In their study, Auffeves and her colleagues thus focused on so-called 'composite systems." Their analysis ultimately led to the design of a measurement-powered engine based on entangled qubits. In addition to local measurements, this engine is fueled by a physical phenomenon known as quantum entanglement. Entanglement occurs when a set of particles interact or remain connected such that the actions performed by one affect the other, even if there is a significant distance between them.
The new engine proposed by the researchers has two qubits. A qubit is a quantum system with two energy states: the ground state |0> and the excited state |1>,
"When a qubit is measured in |1>, one can deterministically extract a quantum of energy from it, dubbed a photon," Auffèves said. "When the photon is released, the qubit is back to |0> by energy conservation. Respectively, when the qubit is in |0>, one can provide one photon to excite it in the |1> state."
Auffèves and her colleagues played with two qubits of different colors: a red one and a blue one. The red qubit exchanges red photons, while the blue one exchanges blue photons. Notably, the red qubit carries less energy than the blue qubit.
The protocol used by the researchers initially provides a red photon to the red qubit, preparing |1a > while the blue qubit is |0b>. Subsequently, the qubits interact by exchanging photons with each other, becoming entangled.
"We then measured the blue qubit," Auffeves said. "If it is measured in |0b> we are back to the initial state, and the process restarts. If it is measured in |1b> a blue photon can be extracted. Since blue photons are more energetic than red ones, one gains energy from the process on average. As we show and analyze, this energy comes from the measuring device."
The measurement-powered engine proposed by Auffèves and her colleagues relies on a composite working substance, and entanglement plays a crucial role in its fueling mechanism. The researchers were able to carry out a quantitative assessment of the two physical resources brought by quantum measurement, namely information and fuel. In addition, they examined the effects of these resources on the engine's performance.
"Our findings provide new insights into the fundamental energetic resources at play when a quantum system is measured, or equivalently, when quantum correlations are created between a quantum system and a quantum meter," Auffèves said. "Originally, these results are valid in the absence of a well-defined temperature as the only considered source of noise is measurement itself."
Auffèves and her colleagues were among the first to extend measurement-powered engines to composite working substances and to offer a microscopic interpretation of the fueling mechanism. Their findings could help to extend concepts related to thermodynamics to quantum sources of noise, such as those that can appear inside a cryostat.

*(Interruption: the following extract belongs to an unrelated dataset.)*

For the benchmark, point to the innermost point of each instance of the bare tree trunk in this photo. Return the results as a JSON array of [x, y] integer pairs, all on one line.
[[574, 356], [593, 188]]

In the future, the researchers' work could inspire other teams to realize similar engines. In addition, their study could open up an entirely new field of research, which they suggest could be called "quantum energetics."

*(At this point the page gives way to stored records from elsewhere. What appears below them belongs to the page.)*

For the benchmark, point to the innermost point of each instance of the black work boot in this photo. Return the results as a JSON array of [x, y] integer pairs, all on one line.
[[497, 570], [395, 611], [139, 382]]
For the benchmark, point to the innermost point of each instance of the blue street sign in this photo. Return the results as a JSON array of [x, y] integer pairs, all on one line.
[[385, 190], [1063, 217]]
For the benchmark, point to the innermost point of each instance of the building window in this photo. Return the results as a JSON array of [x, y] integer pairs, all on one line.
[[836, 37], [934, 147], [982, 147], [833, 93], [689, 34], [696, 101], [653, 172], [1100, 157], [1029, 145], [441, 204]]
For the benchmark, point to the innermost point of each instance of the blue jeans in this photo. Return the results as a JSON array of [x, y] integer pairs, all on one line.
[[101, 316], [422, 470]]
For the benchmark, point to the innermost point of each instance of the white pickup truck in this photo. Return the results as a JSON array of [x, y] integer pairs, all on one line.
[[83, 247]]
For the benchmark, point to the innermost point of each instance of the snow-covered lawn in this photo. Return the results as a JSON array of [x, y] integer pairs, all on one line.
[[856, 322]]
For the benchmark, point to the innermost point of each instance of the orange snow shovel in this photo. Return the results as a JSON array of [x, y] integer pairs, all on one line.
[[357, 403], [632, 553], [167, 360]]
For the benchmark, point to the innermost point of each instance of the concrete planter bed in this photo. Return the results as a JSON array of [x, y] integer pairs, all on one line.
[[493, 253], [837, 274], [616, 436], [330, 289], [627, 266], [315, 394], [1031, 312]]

"Our results shed new light on the measurement postulate in quantum mechanics," Auffèves said. "Since this mechanism still feeds fundamental debates, one can hope that quantum energetics provides new measurable quantities to distinguish between the various interpretations of quantum mechanics. On a more applied side, the energetic footprints of quantum measurement and entanglement will have an impact on the energy cost of quantum technologies and their potential for scalability."